A água é usada para lavar o quintal e dar descarga. Na chuva da última quarta-feira, ele conseguiu armazenar 760 litros. “Para mim é uma mudança de comportamento que vai durar para sempre.” 

O sobrado da arquiteta Juliana Llussa, de 44 anos, tem uma piscina de 36 mil litros na cobertura. Para evitar o desperdício, ela parou de usar água da rua para encher a área de lazer e não usa mais o aspirador para fazer a limpeza, prática que consome água. “Agora espero chover para encher a piscina. Em vez de usar o aspirador, faço o tratamento com cloro e a água fica limpa do mesmo jeito”, disse.
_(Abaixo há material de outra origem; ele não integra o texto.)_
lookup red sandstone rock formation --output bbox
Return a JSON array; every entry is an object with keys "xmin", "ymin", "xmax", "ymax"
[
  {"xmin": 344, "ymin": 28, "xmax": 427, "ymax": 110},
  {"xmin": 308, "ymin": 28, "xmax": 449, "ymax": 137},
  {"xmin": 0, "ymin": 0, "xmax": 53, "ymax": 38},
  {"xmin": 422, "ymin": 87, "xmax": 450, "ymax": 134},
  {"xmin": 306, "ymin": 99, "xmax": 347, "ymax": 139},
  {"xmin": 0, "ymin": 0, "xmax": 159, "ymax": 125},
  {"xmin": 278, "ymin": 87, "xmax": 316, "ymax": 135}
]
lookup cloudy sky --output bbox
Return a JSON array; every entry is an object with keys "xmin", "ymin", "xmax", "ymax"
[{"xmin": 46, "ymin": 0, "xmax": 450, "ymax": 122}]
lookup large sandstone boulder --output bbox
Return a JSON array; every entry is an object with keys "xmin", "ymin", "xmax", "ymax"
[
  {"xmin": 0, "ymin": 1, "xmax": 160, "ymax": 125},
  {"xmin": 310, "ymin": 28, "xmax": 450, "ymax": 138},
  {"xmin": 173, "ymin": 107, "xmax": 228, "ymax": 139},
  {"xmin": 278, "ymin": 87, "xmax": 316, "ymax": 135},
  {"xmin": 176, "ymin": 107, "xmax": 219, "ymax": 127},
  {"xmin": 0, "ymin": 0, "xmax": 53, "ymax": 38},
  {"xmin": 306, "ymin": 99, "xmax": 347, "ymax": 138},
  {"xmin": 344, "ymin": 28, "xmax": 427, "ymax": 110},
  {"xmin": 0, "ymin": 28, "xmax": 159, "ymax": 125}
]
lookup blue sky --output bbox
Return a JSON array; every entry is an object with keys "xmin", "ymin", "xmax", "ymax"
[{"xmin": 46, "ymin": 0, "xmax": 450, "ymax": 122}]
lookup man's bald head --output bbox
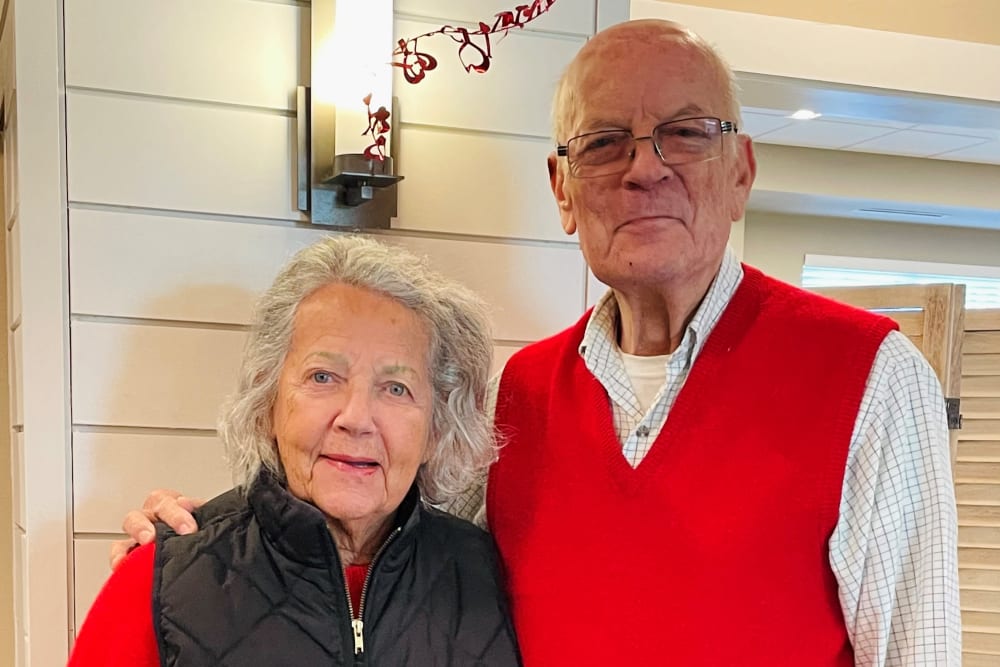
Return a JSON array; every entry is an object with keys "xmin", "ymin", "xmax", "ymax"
[{"xmin": 551, "ymin": 19, "xmax": 740, "ymax": 144}]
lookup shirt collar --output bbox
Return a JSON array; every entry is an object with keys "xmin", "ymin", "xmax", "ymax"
[{"xmin": 580, "ymin": 246, "xmax": 744, "ymax": 370}]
Segundo ela, caso a crise se agrave, a água da piscina será usada para a limpeza da casa. Ela também diz estar lavando menos louça. “Não coloco mais os pires das xícaras na mesa do café. É uma louça que suja pouco, não é essencial.”

As dez famílias que dividem um terreno no Sumarezinho, zona oeste, reduziram em 39,3% o consumo de água da Sabesp. Em dezembro de 2013, os moradores consumiram 28 mil litros de água. Um ano depois, o gasto era de 17 mil litros. “Aqui, quando chove, é até engraçado. Sai todo mundo correndo com os baldes para pegar chuva. Como a rua é alta, a água não chega na torneira”, explicou a musicista Fernanda Barbosa, de 21 anos, que mora em uma das casas.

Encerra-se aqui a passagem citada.